Europe's central banks may talk the talk, but will they walk the walk? The omens are not good. The current plan can be summarised as follows. Under the Single Supervisory Mechanism (SSM), as approved by the European Parliament, the ECB will directly supervise approximately 130 banks that are found to be ‘significant' according to the criteria laid down in the SSM regulations. The final list has yet to be drawn up but will comprise less than 5% of all active euro area banks that are the ECB's counterparts in monetary operations. However, they will account for around 85% of the total banking assets. In addition, the Commission has proposed a single bank resolution authority backed by a single resolution fund, which should be separate from the SSM, independent and supranational, and hopes to get it approved and up-and-running by April 2015. In addition, and quite separately, there is the new macro-prudential toolkit to make operational.
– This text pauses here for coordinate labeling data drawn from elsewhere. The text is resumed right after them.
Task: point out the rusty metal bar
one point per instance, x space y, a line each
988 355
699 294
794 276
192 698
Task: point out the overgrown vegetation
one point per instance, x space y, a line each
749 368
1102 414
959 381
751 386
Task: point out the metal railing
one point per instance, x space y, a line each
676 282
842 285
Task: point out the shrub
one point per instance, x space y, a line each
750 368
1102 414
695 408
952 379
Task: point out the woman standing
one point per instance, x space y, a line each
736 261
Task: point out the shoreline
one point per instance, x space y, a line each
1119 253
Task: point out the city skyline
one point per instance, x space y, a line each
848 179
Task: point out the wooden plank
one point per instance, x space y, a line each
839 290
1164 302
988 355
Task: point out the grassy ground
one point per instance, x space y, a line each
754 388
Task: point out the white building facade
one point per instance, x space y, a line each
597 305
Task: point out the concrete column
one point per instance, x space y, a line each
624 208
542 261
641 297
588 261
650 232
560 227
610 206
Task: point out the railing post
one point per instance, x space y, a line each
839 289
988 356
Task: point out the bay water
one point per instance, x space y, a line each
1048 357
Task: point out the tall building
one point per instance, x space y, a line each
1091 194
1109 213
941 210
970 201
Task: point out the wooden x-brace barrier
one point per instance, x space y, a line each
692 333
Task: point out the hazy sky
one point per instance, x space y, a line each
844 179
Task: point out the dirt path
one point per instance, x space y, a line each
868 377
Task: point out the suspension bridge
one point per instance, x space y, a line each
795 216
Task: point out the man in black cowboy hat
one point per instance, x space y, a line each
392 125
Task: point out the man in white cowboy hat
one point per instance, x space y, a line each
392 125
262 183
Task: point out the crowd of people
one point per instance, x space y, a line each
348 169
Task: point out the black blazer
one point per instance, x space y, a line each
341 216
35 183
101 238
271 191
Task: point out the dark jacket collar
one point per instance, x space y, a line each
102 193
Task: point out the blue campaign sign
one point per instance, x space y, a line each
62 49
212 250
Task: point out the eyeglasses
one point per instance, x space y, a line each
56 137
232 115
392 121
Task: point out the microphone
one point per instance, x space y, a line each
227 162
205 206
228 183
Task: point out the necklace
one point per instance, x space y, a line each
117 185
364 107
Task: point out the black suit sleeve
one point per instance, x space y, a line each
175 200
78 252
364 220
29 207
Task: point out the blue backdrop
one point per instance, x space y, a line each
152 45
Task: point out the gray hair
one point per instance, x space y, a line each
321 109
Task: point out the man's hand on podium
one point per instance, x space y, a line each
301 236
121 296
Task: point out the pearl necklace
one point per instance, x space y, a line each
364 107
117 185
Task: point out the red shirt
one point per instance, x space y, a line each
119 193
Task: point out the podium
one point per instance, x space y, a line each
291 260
Prevention is better than cure

But much more is required. Given the diseased condition of Europe's financial system, the ECB cannot just be like a doctor waiting for patients to report symptoms. It has to be in the lead, actively identifying needed changes, preventing contagion, putting terminally-ill clients into palliative care and demanding that everybody under its supervision follow a healthier lifestyle. In its capacity as supervisor of the whole euro area banking system and, given the deep weaknesses likely to be revealed by the asset quality review, the ECB needs over the next year (before the launch of the new regime) to draw up a comprehensive long-term financial sector reform programme. This is necessary to ensure that piecemeal actions taken by governments as well as the central bank's agencies and the ESM encourage the far-reaching changes in the area's financial system that are required. This is necessary also as a key message to markets; that the authorities fully grasp the depth of the crisis and have a plan to address it.

Withhold liquidity until terms are met

To ensure governments agree to the plan, the ECB should make further liquidity support conditional on compliance. It can defend such an approach as crucial to its mandate. Given the risk that a number of systemically important financial institutions would become unstable in the event of a withdrawal of official support, and that further open-ended official support by the ECB would be contrary to its mandate, and arguably illegal, the process cannot be left to ‘market forces'. The plan should have three elements:

1. A clear vision of a new model of European finance – one which can be viable without expectation of official support;

2. A phased transition to the new model, involving a drastic shrinkage of traditional banking, elimination of institutions unable to attract sufficient market funding, much greater reliance on securities markets (notably equity finance) and encouragement for other alternatives to the universal banking model;

3. Agreement that individual measures at the national level to support its banking institutions during the transition must be approved by the ECB and accord with the agreed long-term plan for the sector.

Even with the best will in the world, it will take years before Europe can develop an institution with the expertise, skills, established procedures and credibility of the Federal Deposit Insurance Corporation in the US. And the task in front of the ECB goes well beyond even the FDIC's remit (through with its lack of political clout even the FDIC was unceremoniously pushed aside by politicians in the US crisis).

There is an unfortunate tendency to call for ‘adequate recapitalisation' of Europe's banks as if money can solve the problem. But it is foolish to pour more capital into any business with a bad business model. Many European financial institutions, including some of the largest and most prestigious, have bad, or at least obsolete, business models. If they can adapt quickly enough, they should be able to raise market finance. If not, they should exit the market.